Options 1 and 2 are the practical path for large platforms. PortSwigger’s HTTP Request Smuggler Burp extension automates detection by sending differential and timing-based probes: a server exhibiting desync behavior holds a connection open waiting for more data after a probe request, creating a measurable latency anomaly compared to a fresh-connection baseline.

The Detection Gap

What is underappreciated about this class of vulnerabilities is how thoroughly it evades standard application security testing. A web application scanner tests individual endpoints by sending requests and examining responses. Desync does not manifest in individual request-response pairs; it manifests at the boundary between components when a shared TCP connection has been poisoned by a prior request. Finding it requires reasoning about what two systems do when they see the same byte stream, not what a single system does with a request in isolation.

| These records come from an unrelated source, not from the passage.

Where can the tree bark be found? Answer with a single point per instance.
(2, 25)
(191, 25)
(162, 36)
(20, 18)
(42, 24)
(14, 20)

This is why the bug appeared in a production system at Discord’s scale despite the attack class being documented since 2005 and systematized in 2019. The teams that own the client-facing proxy tier and the teams that own the backend storage and CDN tiers each conduct their own security reviews. Neither review catches a vulnerability that only exists at the seam between the two systems. Catching it requires a cross-layer protocol audit, specifically asking whether the proxy and the backend parse the same request differently, which is not a natural part of standard security review processes at large organizations.

The practical implication for anyone operating layered HTTP infrastructure is to test proxy boundaries explicitly, not just application logic. The PortSwigger learning materials on request smuggling provide a complete treatment of detection methodology. The relevant question is not whether each component in your stack is correct in isolation; it is whether they agree about the protocol at the points where they communicate with each other.